〰️ 🙆🏽 🧖🏼 In-memory DBMS architecture: 10 years of experience in one article 🔜 🚦 💼

An in-memory database is not a new concept. But it is too closely associated with the words "cache" and "not persistent." Today I will explain why this is not necessarily the case. In-memory solutions have a much wider field of application and a much higher level of reliability than meets the eye.

In this article, I discuss the architectural principles of in-memory solutions. How can you take the best of the in-memory world - incredible performance - and not sacrifice the virtues of disk-based relational systems. First of all, reliability - how can you be sure that your data is safe.

This story condenses 10 years of experience with in-memory solutions into one text. The entry threshold is as low as possible. You don't need to have as many years of experience to benefit from reading, a basic understanding of IT is enough.

Introduction

My name is Vladimir Perepelitsa, but I am better known as Mons Anderson. I am an architect and product manager for Tarantool. I have been using it for many years in production, for example when building an S3 compliant object storage [1]. Therefore, I know him well enough inside and outside.

In order to understand technology, it is helpful to plunge into history. We will find out what Tarantool was like, what it went through, what it is today, compare it with other solutions, consider its functionality, how it can work over the network, what is in the ecosystem around.

This example will allow us to understand what benefits you can get from in-memory solutions. You will learn how to avoid sacrificing reliability, scale and usability.

PS: this is a transcript of an open lesson, adapted for the article. If you prefer to listen to YouTube on 2x, a link to the video is waiting for you at the end of the article [2].

History of development

Tarantool was created by the internal development team of Mail.ru Group in 2008, initially without any scope for open source. However, after two years of operation within the company, we realized that the product was mature enough to share it in the public. This is how the open source history of Tarantool began.

commit 9b8dd7032d05e53ffcbde78d68ed3bd47f1d8081
Author: Yuriy Vostrikov <vostrikov@corp.mail.ru>
Date:   Thu Aug 12 11:39:14 2010 +0400

But why was it created?

Tarantool was originally developed for the My World social network. At that time, we were already a fairly large company. A MySQL cluster that stored profiles, sessions, and users cost a lot. So much so that in addition to productivity, we thought about money. From here was born the story "How to save a million dollars on the database" [3].

That is, Tarantool was made to save money on huge MySQL clusters. It went through a gradual evolution: it was just a cache, then a persistent cache, and then a full-fledged database .

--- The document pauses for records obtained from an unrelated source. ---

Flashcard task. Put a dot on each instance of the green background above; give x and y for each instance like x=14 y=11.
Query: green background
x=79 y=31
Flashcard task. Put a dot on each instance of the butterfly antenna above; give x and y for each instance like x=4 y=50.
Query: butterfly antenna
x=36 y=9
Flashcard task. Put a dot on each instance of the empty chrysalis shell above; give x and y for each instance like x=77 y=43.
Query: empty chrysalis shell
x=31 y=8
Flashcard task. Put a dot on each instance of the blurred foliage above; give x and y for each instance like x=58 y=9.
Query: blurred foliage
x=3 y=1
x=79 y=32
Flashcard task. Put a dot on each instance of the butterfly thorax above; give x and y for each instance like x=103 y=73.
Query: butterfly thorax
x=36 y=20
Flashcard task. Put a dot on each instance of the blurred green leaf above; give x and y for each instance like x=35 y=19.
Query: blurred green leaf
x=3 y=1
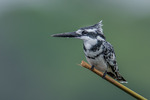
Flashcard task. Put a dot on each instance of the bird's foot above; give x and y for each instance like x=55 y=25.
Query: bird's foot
x=104 y=74
x=92 y=67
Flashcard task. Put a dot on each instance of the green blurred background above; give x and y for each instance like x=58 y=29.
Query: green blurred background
x=36 y=66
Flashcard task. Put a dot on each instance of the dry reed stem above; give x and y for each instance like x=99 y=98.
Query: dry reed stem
x=114 y=82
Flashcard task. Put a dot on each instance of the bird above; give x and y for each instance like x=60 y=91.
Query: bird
x=98 y=52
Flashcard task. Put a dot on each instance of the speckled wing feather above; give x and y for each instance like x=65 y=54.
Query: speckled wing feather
x=109 y=56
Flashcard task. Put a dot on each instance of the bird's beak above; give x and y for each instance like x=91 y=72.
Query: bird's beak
x=69 y=34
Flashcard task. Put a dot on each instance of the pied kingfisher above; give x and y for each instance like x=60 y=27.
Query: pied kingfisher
x=98 y=52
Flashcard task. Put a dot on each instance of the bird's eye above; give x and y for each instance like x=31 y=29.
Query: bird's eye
x=83 y=32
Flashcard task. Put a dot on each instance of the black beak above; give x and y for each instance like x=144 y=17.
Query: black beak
x=69 y=34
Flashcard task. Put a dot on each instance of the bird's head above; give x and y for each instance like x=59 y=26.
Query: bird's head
x=86 y=33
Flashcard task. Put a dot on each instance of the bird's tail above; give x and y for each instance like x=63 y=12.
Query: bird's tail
x=120 y=78
x=117 y=76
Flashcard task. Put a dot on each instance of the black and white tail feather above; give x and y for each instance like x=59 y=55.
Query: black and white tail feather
x=98 y=52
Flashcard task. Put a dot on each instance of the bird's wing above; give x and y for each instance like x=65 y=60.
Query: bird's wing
x=109 y=56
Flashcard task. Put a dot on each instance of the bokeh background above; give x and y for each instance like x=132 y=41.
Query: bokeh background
x=36 y=66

Having earned an internal reputation in one project, it began to spread to others: mail, advertising banners, the cloud. As a result of widespread use within the company, new projects are often launched on Tarantool by default.

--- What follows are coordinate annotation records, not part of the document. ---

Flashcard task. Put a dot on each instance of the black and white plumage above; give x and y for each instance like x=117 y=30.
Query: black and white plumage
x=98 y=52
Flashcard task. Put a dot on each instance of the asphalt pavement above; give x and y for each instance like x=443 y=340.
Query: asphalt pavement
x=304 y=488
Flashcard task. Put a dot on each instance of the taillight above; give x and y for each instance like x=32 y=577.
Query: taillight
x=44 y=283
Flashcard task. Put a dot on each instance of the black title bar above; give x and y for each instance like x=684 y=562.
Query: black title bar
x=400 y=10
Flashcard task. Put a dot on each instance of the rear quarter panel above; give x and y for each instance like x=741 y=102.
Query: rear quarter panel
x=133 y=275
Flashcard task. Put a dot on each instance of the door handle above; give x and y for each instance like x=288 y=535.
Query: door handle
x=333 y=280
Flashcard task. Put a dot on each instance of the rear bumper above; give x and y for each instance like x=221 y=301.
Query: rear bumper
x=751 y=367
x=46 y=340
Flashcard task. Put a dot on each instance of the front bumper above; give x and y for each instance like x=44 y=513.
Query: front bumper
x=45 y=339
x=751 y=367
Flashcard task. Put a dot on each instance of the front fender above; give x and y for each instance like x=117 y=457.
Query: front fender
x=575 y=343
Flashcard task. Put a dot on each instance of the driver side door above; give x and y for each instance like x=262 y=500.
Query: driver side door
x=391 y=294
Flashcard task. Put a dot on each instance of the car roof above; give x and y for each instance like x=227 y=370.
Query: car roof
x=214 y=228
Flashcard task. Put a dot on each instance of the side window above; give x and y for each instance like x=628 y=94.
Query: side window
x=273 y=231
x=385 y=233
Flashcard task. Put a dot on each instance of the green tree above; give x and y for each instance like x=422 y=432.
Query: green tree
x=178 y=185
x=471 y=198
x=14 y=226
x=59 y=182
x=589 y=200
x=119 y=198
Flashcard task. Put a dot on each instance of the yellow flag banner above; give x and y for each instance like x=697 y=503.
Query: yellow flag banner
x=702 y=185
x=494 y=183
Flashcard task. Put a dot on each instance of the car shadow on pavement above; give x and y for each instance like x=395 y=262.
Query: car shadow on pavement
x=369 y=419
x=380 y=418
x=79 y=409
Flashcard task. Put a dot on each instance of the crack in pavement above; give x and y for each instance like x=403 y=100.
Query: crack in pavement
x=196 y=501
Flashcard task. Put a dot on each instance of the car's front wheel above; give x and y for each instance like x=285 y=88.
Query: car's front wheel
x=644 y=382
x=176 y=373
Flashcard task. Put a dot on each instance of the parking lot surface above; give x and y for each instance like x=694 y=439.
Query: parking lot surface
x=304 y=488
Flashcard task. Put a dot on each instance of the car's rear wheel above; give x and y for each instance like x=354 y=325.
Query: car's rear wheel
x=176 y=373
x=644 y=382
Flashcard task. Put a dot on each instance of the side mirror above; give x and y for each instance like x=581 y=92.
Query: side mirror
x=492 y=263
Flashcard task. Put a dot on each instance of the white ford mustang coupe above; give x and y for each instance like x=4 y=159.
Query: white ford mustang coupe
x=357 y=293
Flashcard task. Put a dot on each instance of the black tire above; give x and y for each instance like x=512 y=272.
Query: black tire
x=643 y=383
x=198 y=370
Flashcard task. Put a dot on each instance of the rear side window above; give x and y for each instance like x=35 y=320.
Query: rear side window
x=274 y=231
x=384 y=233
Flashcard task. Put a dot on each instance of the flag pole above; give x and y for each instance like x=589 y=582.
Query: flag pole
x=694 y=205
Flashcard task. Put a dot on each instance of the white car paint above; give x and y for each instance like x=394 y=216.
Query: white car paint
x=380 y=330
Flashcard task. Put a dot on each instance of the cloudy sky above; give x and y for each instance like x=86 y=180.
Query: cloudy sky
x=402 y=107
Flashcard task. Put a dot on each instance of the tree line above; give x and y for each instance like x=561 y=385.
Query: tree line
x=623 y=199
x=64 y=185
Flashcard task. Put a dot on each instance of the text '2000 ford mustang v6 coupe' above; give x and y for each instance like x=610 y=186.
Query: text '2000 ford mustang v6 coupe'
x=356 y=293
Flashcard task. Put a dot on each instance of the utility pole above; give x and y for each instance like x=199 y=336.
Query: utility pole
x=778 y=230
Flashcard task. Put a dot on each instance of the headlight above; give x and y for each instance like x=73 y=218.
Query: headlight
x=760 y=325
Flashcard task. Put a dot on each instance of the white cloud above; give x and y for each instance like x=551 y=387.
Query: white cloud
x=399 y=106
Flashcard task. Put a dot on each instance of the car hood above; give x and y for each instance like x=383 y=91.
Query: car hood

If you follow the history of the development of Tarantool, you can see the following picture. Tarantool was originally an in-memory cache. At its inception, it was almost no different from memcached.

To solve cold cache problems, Tarantool became persistent. Further replication was added to it. When we have a persistent cache with replication, this is already a key-value database. Indexes were added to this key-value database, that is, we were able to use Tarantool almost like a relational database.

And then we added Lua functions. Initially, these were stored procedures for working with data. Lua functions then evolved to a cooperative runtime and an application server.

Gradually, all this was overgrown with various additional chips, capabilities, and other storage engines. Today it is already a multi-paradigm database. More on this.

Tarantool today

Today Tarantool is a flexible data schema in-memory computing platform.

Tarantool can and should be used to create high-load applications. That is, to implement complex solutions for storing and processing data, and not just making caches. Moreover, it is not just a database, but a platform on which you can create something.

Tarantool comes in two versions. Available to most, the most understandable and well-known is the open source version. Tarantool is developed under a Simplified BSD license, hosted entirely on GitHub by the Tarantool organization.

There we have Tarantool itself, its core, connectors to external systems, topologies such as sharding or queues; modules, libraries, both from the development team and from the community. Community modules may well be hosted by us.

In addition to the open source version, Tarantool also has an enterprise branch. First of all, this is support, enterprise products, training, custom development and consulting. Today we are going to talk about the main functionality that all versions of the product have.

Tarantool is today a basic component for database-centric applications.

How does the kernel work?

The main idea around which Tarantool was born and developed is that data is in memory. This data is always accessed from one thread. The changes we make are written linearly in the Write Ahead Log.

Indexes are built on the data in memory. That is, we have indexed and predictable access to data. A snapshot of this data is saved periodically. What is written to disk can be replicated.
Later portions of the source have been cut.